Basic concepts of probability theory: classical and axiomatic definition of probability, conditional probability, independence of random events, the law of total probability, Bayes' theorem.
Random variables: Definition of a random variable, its distribution and its distribution function, their properties, discrete and continuous distributions, mean value and variance of a random variable, other numerical characteristics of random variables, distribution of functions of random variables.
Random vectors: Definition of a random vector, its distribution and its distribution function, independence of random variables, numerical characteristics of random vectors, distribution of functions of random vectors.

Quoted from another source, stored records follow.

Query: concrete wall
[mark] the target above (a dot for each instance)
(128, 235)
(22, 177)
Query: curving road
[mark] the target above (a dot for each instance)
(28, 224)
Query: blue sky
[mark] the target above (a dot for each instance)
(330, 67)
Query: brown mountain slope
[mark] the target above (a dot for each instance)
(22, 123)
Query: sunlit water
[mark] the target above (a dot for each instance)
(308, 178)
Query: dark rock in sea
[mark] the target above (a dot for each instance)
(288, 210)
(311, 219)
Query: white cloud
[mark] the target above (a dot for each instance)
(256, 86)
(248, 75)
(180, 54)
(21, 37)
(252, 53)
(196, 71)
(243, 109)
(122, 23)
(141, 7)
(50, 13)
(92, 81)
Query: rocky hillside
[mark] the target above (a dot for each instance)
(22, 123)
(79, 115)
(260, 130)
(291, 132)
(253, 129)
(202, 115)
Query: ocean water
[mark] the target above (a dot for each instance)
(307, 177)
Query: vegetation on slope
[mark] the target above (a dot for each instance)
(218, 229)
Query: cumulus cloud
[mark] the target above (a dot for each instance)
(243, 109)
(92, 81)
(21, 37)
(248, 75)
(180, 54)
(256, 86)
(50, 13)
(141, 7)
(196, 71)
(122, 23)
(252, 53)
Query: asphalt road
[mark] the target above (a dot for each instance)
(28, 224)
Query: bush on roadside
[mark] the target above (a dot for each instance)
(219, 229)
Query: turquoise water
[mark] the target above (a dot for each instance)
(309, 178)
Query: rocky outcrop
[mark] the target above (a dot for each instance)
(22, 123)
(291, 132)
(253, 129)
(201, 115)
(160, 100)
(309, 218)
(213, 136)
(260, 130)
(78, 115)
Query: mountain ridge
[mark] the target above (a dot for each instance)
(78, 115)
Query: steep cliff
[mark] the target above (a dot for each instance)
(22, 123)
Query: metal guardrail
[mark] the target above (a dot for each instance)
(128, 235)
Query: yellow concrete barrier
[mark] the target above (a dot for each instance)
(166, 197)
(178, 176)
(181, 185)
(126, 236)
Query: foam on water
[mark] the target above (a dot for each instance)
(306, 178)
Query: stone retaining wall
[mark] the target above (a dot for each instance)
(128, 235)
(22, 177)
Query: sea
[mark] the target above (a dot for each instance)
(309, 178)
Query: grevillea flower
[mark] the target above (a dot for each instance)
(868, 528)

Conditional distribution and conditional expectation. Transformation of random variables and random vectors. Characteristic function and moment generating function.
Stochastic inequalities: Chebyshev's inequality, Markov's inequality, Hoeffding's inequality, Mill's inequality, Cauchy-Schwartz inequality, Jensen's inequality.
Stochastic convergence: Convergence in probability, convergence in distribution, convergence in L2.
Limit theorems: Weak law of large numbers, central limit theorem, delta method.
Statistics: Foundations and basic concepts of statistics, random sample.
Parametric models: Point and interval estimation. Unbiased, consistent estimates. Method of moments, maximum likelihood method. Overview of basic interval estimation (based on normality and CLV).
Hypothesis testing: Formulation of statistical hypotheses, type I error, type II error, significance level, p-value.
Empirical distribution function. Statistical functionals. Bootstrap.
An introductory course in probability theory and statistics. Required course for General Mathematics.